Remaking the News

Even as the industry collapses around them, some newspapers seem not to fully understand their own business.

Traditional newspapers consist of reporters (gather content), editors (judge and shape content), ad sales staff, a printing facility and distribution trucks.  Reporters and editors provide the value to end users, and the ad sales pay for it all.

Newspapers were able to charge money largely because printing and distribution costs created barriers to entry for other newspapers.  You can’t afford to buy a printing plant and fleet of delivery trucks if you don’t have circulation, but you can’t get circulation without a printing plant and fleet of delivery trucks.  That’s a big barrier.  As a result, the city paper was the only way to reach a consumer in print on a daily basis.  Local monopoly.  They charged a lot for that, and this is why Warren Buffett loved to own newspapers.

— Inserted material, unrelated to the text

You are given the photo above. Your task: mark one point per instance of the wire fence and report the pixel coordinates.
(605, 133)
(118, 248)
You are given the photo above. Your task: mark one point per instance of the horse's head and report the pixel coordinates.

Printing and distribution costs are now zero, thanks to the Web.  This lowers entry barriers, while pushing price down to marginal cost:  zero.  That’s why Web news is mostly free, and Web ads are nearly free.  Oddly, ten years into the collapse, news industry pundits still sometimes ask, “Why are we giving away content?”  They simply don’t understand that free-ness is a microeconomic certainty, given the conditions. Google internally describes the situation very simply:  ”information wants to be free.”  That was always true, but distribution costs created the opportunity for distribution control, which pushed up prices.  Until now.

So that whole industry is the walking dead, excepting a few very strongly branded papers.  What might replace the other 500 papers that disappear?

Go back to the second paragraph and look at the list of functions performed by newspapers.  Note how only two pieces of this puzzle are useful to the reader:  reporters and editors.  The rest, from the end user perspective, was just an unavoidable cost of getting the content.

So the real question in news is how to pay for information gathering and editing.  And we already have a partial answer to the editing problem:  bloggers.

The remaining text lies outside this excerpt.